Magnetic catalysis in QED_3 at finite temperature: beyond the constant mass approximation

TL;DR

This paper investigates magnetic catalysis in (2+1)-dimensional QED at finite temperature by solving Schwinger-Dyson equations without assuming a constant fermion mass, revealing a phase diagram with magnetic field-dependent critical temperatures.

Contribution

It provides a detailed analysis of magnetic catalysis in QED3 at finite temperature beyond the constant mass approximation, including the momentum dependence of the fermion self-energy.

Findings

Critical temperature scales as √B for intermediate magnetic fields.

At very strong magnetic fields, the critical temperature approaches a constant value.

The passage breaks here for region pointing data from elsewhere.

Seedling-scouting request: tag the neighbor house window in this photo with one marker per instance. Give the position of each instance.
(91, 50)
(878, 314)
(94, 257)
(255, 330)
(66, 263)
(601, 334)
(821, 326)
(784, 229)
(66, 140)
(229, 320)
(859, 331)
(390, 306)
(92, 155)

The phase diagram shows a transition line depending on temperature and magnetic field.

Abstract

We solve the Schwinger-Dyson equations for (2+1)-dimensional QED in the presence of a strong external magnetic field. The calculation is done at finite temperature and the fermionic self energy is not supposed to be momentum-independent, which is the usual simplification in such calculations. The phase diagram in the temperature-magnetic field plane is determined. For intermediate magnetic fields the critical temperature turns out to have a square root dependence on the magnetic field, but for very strong magnetic fields it approaches a B-independent limiting value.